My right eye at rest stays open wider than my left one, my right eyebrow runs less close to my right ear and less close to the right side of the bridge of my nose than my left eyebrow. The top eighth of my ears point out more than a quarter of an inch away from my head at the top, though I can press my phone pretty hard against my ears against head: “What time does it end? Should I meet you there, at the gallery or pick you up... maybe there isn’t time to pick you up.” Looking in the mirror, I shave the wrong side of the back of my head, it’s already shaved where the hair isn’t long.

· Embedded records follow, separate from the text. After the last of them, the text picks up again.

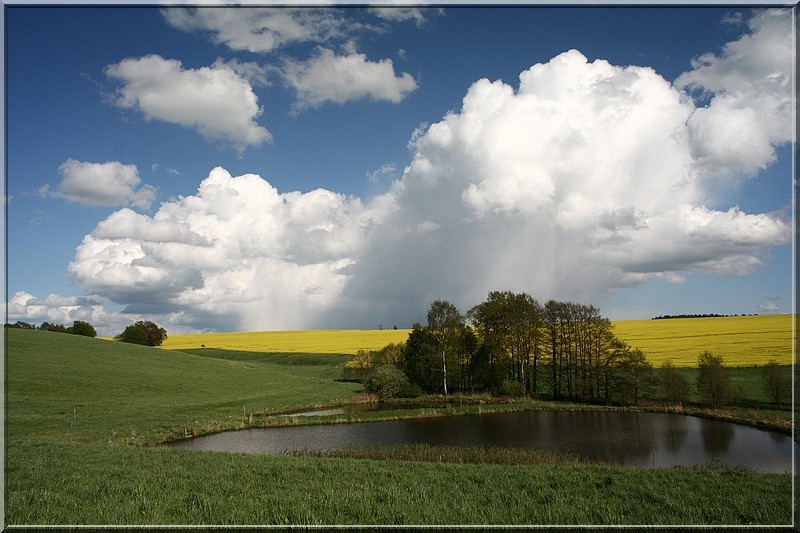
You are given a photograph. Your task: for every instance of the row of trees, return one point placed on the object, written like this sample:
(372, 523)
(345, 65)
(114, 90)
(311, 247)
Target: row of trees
(511, 344)
(142, 332)
(78, 327)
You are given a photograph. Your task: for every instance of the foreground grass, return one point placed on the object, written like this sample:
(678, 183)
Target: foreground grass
(51, 483)
(77, 407)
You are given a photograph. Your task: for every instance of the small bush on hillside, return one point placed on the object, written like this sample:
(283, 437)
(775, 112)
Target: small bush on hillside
(143, 332)
(386, 381)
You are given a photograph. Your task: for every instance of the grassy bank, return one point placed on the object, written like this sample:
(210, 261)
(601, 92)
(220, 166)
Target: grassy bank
(56, 483)
(77, 408)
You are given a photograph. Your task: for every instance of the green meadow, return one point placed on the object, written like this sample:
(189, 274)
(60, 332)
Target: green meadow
(82, 416)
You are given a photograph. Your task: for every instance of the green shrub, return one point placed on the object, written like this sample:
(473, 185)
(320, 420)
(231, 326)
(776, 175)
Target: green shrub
(386, 381)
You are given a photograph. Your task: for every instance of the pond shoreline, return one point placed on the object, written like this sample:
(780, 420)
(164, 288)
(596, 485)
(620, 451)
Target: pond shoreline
(456, 406)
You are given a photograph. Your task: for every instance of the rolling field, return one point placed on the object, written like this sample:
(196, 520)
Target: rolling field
(742, 341)
(308, 341)
(80, 413)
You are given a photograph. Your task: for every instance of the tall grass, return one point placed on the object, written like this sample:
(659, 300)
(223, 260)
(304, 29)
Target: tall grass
(76, 407)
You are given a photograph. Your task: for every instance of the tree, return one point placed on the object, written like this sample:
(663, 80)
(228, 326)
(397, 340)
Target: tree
(713, 382)
(673, 384)
(445, 323)
(56, 328)
(420, 362)
(635, 375)
(386, 381)
(777, 385)
(509, 324)
(143, 332)
(80, 327)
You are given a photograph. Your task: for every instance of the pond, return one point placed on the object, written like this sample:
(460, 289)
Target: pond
(637, 439)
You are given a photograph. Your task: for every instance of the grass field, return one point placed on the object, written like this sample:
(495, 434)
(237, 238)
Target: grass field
(308, 341)
(742, 341)
(79, 410)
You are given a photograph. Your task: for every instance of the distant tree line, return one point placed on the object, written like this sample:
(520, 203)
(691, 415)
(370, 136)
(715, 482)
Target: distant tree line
(512, 345)
(78, 327)
(142, 332)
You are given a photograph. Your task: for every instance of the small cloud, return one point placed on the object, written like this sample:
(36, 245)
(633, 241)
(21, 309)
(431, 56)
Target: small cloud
(328, 77)
(402, 14)
(387, 169)
(101, 184)
(218, 101)
(733, 19)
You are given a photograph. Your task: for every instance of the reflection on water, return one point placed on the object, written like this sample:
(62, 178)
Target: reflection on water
(640, 439)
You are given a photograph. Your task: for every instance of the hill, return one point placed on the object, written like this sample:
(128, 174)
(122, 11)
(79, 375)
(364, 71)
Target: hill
(82, 389)
(742, 341)
(77, 406)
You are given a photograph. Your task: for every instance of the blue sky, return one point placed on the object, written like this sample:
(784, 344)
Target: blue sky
(236, 169)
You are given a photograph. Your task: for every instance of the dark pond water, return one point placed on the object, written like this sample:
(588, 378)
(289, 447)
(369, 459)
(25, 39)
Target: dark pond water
(640, 439)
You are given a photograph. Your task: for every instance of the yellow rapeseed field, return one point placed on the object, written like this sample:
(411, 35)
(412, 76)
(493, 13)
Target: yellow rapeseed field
(742, 341)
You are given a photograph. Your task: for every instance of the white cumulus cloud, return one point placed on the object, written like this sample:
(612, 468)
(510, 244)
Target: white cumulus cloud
(260, 30)
(238, 252)
(328, 77)
(217, 101)
(750, 84)
(584, 177)
(107, 184)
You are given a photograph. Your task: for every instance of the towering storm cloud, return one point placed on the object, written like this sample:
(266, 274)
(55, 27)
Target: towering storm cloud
(584, 177)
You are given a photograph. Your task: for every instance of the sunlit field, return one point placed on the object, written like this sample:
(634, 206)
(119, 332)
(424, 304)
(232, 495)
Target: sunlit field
(742, 341)
(308, 341)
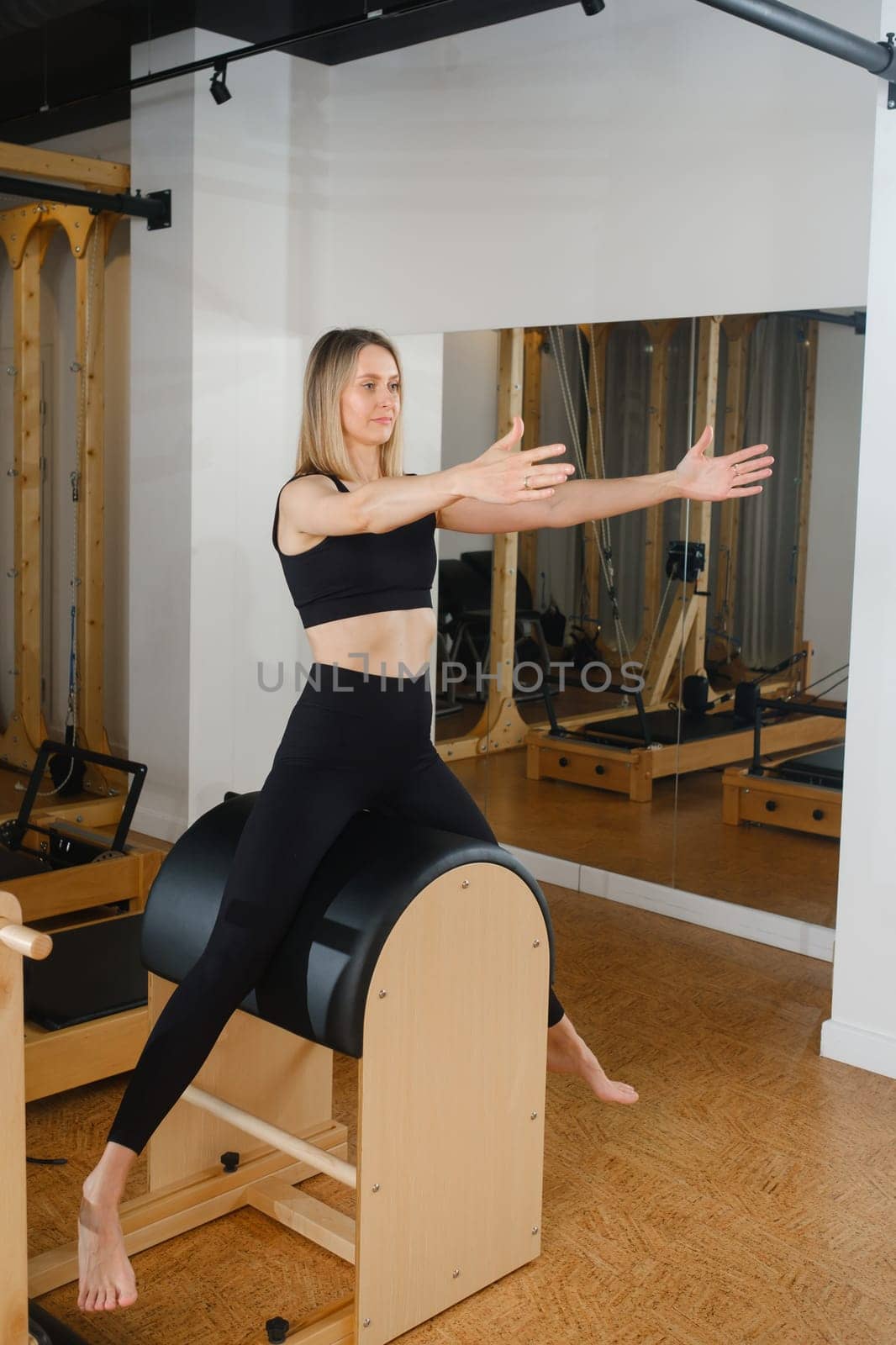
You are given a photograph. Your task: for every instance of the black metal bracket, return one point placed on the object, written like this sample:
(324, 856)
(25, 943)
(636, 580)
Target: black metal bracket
(155, 208)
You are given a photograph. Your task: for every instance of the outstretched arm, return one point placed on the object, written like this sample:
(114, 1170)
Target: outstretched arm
(697, 477)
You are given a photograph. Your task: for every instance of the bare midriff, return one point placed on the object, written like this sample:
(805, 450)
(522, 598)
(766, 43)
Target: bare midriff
(380, 642)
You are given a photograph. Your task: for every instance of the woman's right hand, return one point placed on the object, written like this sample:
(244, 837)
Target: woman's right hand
(497, 475)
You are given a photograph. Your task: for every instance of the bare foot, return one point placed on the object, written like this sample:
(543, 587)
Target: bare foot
(105, 1278)
(569, 1055)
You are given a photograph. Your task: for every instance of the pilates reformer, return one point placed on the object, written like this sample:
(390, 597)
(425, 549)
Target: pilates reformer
(627, 752)
(89, 889)
(425, 955)
(801, 793)
(22, 1322)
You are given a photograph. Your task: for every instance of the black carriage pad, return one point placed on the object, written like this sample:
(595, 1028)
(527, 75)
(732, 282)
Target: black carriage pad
(316, 982)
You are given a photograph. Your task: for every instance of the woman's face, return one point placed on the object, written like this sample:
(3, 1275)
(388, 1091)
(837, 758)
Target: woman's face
(370, 404)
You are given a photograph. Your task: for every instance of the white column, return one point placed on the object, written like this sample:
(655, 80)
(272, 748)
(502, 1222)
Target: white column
(219, 313)
(161, 155)
(862, 1026)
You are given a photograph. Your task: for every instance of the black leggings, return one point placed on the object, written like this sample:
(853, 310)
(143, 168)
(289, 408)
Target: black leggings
(353, 741)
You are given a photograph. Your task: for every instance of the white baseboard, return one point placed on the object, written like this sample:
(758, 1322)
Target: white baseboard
(858, 1047)
(811, 941)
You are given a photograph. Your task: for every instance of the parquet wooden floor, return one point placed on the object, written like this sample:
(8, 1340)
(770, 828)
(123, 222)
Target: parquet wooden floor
(748, 1199)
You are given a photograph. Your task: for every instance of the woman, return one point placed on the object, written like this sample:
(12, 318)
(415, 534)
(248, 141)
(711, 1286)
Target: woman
(356, 540)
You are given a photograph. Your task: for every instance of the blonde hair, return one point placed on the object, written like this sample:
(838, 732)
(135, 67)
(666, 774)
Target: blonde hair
(322, 447)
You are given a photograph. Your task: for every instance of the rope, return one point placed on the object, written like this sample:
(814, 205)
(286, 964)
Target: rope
(600, 535)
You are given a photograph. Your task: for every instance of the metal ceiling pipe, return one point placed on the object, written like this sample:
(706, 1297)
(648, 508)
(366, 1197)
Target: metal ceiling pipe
(876, 57)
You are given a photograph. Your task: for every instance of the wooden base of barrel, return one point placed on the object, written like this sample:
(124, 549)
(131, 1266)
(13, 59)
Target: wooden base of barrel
(450, 1118)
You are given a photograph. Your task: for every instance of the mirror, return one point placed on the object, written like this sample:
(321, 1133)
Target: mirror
(685, 746)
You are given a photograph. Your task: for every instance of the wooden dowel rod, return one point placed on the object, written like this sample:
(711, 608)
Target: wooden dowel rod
(268, 1134)
(30, 943)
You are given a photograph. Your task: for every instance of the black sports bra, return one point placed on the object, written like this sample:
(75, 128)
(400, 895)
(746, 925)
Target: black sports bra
(356, 573)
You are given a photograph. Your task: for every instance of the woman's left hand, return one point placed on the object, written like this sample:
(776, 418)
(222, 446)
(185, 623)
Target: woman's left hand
(721, 477)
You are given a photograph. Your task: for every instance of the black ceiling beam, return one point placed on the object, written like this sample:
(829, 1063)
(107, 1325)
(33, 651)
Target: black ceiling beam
(876, 57)
(225, 58)
(155, 208)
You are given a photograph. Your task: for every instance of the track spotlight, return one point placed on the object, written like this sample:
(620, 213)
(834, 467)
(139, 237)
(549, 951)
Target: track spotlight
(219, 91)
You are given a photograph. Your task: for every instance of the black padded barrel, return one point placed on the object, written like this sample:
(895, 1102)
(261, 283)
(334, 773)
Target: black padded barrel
(316, 984)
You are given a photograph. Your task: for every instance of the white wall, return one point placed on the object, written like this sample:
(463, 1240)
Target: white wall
(862, 1026)
(658, 159)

My wrinkled forehead, my mild acne my short hair can’t keep the greasy soot out, or it’s too much sugar. When I squint. My shave short, the same all over my head, Phillips Electronic North America. I keep all my head hair short now because I don’t like my grays. Pursing my mouth pulls terse little lines on my soft skin edging my bottom lip. My neck is thinner than I remembered.
“You’re the one they arrested who channeled funds to The Times Square Bomber! I saw you on TV!”
A child shouts, the bus as usual rattles the floor, the bathroom mirror is three segments backed in white, all of the mirror segments open. My chapstick and deodorant, my pain pills, allergy pills, my nail clipper and vitamin C tablets, three different toothpastes and four different toothbrushes, a condom, a ring of dusty green from a spent mouthwash bottle since tossed. My dental floss, pieces from a plastic anatomical model, single black hair pin, my aftershave, my watercolor brushes in a jelly jar: short handle synthetic rounds, size 0, size 2.
“He’s probably still being questioned. They were in the North East. I was born up there, but... I guess I just look like someone else.”
The hole of my left ear, my left, no my right nostril is bigger. My mustache hair grows faster than the rest, so does the hair under my jaw. My eyelashes are long and curved. I stick my jaw out, roll rotate my jaw left to right, looks like right to left in the mirror; I hear some quick little cracks. From the front, my jutting jaw makes my head look longer, my whole head weighted to the bottom. I raise my eyebrows, my wrinkled forehead. I think I look mean when I stare myself down but I will always smile at everything everyone says in public, no matter what.